The timing of things saddled Dad and Mom with the burden of raising two Baby Boomers, both of whom went off to college and built careers away from the farm which had sustained the family since the mid-1800s. Dad sometimes told me he thought my generation had ruined the world. We disagreed on that point. I fully acknowledge my generation broke the old world in many ways. Some of it needed breaking, to allow women to step out of men’s shadow to embrace their own dreams. To join in solidarity with minority Americans no longer willing to be defined by the majority. To challenge government leaders who lied. To question why young Americans had to die on the other side of the world to save face for domestic politicians.
Sometimes, my convictions made conversations difficult on visits to the farm. No doubt, Dad occasionally thought it a direct challenge to the way I was brought up. Becoming a journalist didn’t help. I remember him telling me, during the Watergate affair, about being around a few farmer friends when one cursed reporters and said, “They ought to be lined up against a wall and shot.” Dad said he replied, “Well, I might agree if my son hadn’t become one.”
Differences of opinion, yes. A loss of love, never.
I hope the next generation, and the one following, find ways to bridge the divisions that stem in considerable measure from the cultural earthquake mine created. That’s not an apology for breaking things that needed to be broken. It’s a prayer for healing and acceptance, for realizing the ties that bind us far outweigh the differences that separate us.

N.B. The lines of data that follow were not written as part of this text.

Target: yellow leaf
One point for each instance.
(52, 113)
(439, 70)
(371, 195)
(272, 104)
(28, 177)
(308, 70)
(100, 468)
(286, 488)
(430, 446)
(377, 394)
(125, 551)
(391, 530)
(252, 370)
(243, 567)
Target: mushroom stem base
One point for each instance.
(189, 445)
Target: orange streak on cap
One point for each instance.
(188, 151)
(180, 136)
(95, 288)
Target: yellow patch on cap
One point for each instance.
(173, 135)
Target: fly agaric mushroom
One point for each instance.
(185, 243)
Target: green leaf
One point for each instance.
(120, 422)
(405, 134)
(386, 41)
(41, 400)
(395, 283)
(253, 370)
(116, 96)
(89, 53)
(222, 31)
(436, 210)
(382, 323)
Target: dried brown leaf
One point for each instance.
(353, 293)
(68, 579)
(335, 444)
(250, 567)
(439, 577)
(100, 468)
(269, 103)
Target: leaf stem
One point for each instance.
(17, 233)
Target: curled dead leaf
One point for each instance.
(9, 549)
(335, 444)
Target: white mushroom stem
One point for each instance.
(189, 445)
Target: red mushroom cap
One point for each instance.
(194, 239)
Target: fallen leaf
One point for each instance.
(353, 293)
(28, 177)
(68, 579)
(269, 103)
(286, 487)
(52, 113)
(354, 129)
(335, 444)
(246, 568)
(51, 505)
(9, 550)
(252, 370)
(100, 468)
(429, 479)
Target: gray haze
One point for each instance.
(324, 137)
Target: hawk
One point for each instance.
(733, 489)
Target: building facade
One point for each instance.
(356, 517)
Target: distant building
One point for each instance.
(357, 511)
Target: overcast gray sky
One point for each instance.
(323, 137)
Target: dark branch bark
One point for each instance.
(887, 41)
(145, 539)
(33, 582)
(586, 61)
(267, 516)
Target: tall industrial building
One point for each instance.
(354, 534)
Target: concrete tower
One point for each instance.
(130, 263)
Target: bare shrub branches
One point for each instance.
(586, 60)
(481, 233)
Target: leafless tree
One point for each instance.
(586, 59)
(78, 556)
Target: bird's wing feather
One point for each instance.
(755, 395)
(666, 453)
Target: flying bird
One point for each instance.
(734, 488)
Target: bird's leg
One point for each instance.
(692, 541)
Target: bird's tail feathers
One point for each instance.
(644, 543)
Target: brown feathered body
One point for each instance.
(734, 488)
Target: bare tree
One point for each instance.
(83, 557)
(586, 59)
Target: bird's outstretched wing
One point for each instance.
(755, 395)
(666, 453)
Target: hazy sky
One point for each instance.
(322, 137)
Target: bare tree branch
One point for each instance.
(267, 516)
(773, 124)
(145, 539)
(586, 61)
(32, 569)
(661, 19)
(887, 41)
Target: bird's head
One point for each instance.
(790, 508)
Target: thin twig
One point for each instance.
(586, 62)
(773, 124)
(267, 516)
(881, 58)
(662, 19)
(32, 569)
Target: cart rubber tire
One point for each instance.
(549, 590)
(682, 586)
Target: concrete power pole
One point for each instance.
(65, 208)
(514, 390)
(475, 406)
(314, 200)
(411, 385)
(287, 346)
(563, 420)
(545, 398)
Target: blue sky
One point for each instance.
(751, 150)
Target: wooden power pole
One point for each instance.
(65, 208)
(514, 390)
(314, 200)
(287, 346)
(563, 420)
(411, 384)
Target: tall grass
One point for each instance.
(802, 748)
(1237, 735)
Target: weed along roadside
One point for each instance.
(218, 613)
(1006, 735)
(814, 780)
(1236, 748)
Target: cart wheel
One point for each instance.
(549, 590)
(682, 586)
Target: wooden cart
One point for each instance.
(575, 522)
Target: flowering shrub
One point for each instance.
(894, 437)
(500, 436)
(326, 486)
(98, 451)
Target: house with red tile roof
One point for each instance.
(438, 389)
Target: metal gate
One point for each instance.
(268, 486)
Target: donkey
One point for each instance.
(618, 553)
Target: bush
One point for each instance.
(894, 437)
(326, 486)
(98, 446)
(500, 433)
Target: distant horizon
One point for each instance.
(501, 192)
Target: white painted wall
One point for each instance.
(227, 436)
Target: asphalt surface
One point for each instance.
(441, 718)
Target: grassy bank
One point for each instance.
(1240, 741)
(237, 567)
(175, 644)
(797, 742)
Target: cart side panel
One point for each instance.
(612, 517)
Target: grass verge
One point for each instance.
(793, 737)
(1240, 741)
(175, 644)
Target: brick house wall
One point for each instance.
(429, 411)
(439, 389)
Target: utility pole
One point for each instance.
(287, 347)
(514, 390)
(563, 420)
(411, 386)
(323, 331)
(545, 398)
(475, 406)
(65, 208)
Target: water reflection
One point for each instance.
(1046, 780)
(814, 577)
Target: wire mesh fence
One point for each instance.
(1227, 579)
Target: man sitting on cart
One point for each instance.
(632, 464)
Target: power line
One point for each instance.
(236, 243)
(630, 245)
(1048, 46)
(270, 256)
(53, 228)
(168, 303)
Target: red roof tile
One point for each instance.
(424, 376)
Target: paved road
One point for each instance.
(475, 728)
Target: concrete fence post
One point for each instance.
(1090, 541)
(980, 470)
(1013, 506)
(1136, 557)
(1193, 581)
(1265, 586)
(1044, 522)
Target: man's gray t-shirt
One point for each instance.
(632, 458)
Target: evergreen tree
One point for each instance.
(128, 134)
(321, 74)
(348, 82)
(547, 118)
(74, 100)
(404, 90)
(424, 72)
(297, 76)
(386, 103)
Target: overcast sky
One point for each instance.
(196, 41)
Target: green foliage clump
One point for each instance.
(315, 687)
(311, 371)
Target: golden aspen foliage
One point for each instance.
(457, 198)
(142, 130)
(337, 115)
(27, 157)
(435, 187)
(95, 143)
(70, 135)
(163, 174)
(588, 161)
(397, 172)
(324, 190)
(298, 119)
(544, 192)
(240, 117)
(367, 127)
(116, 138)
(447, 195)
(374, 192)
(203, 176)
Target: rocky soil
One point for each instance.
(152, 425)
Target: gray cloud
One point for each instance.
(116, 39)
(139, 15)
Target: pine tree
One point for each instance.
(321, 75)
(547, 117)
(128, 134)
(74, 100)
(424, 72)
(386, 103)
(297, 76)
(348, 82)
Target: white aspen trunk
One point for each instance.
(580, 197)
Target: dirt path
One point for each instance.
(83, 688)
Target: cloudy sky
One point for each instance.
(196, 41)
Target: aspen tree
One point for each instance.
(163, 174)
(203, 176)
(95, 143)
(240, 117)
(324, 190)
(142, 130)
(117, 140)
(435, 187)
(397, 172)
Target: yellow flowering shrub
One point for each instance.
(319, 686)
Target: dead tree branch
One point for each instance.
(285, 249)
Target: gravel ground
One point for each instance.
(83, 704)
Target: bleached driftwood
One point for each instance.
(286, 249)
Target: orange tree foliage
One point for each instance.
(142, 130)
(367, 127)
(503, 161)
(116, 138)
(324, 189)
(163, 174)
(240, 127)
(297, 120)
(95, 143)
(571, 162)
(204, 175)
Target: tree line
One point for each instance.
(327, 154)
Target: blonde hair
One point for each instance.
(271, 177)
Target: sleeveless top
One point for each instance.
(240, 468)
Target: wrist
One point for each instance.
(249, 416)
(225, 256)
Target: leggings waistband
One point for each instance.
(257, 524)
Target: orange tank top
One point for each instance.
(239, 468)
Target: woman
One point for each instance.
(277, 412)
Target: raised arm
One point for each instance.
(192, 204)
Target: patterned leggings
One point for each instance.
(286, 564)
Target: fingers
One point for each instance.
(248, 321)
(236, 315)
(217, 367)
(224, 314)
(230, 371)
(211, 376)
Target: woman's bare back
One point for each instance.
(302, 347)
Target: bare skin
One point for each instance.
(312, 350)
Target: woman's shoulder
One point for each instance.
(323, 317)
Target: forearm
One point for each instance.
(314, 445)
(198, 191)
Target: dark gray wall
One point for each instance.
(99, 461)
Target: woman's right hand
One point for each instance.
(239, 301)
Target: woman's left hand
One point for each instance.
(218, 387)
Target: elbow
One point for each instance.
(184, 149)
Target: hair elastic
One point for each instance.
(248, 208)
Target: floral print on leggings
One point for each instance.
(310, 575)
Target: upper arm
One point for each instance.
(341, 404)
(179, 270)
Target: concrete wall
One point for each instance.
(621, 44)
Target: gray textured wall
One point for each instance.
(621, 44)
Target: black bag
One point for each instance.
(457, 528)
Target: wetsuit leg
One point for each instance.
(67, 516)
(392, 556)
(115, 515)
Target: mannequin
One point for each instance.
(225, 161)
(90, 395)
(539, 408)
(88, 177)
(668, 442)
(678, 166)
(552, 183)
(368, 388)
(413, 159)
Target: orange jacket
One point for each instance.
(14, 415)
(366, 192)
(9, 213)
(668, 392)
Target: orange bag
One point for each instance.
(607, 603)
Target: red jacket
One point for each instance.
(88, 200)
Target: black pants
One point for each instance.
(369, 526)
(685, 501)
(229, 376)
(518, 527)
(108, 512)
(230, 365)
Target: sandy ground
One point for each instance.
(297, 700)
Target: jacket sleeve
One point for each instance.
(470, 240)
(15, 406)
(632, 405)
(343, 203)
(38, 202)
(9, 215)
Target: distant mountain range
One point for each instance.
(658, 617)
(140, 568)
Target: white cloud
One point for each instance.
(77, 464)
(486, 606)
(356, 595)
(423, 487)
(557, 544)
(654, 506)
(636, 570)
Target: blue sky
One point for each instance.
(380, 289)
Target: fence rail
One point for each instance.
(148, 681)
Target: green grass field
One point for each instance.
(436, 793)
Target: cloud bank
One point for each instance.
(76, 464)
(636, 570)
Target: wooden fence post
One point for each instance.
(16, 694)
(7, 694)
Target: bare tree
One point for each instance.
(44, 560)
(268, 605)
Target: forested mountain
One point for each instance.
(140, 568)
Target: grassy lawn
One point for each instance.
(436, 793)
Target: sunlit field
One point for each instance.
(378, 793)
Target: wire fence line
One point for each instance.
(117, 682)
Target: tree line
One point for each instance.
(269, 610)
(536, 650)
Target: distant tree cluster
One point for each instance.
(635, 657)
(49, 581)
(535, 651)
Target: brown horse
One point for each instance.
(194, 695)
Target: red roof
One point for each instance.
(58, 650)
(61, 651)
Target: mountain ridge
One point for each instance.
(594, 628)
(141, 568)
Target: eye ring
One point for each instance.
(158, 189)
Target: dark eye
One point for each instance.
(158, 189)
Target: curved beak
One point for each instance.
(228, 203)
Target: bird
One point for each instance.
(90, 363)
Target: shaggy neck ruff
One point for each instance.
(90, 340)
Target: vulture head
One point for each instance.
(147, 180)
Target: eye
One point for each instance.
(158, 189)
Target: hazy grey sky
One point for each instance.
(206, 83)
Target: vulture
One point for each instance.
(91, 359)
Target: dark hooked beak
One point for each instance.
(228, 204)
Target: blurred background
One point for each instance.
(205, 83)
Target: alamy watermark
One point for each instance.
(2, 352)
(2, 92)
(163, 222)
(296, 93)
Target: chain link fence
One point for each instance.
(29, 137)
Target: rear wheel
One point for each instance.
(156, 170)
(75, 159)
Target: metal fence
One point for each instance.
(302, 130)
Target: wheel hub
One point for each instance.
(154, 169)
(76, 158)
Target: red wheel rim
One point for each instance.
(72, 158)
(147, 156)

As the cycle of life moves on – and I find myself now among the family elders – I look back at my father with admiration and awe for the near-century he experienced. He attended a one-room country school through the eighth grade. He graduated from high school as part of a five-student senior class. During his life Lindbergh flew the Atlantic, the nuclear age dawned, jet contrails crisscrossed the sky, a man stepped onto the moon, and computers took over our lives. Through his own hard work, Dad acquired what mattered to him – substantial land holdings.
Through it all, Dad was the constant for our family. A man somewhat out of time, standing like an oak for us all to gather around and hear stories about how things used to be.
Come spring, we will back his pickup into a field and load it with Barth ground. When Mom passed, Dad insisted on covering her grave with the good black dirt they owned, because the grass just wouldn’t grow well enough with what was there. Family will gather and we will do the same for him.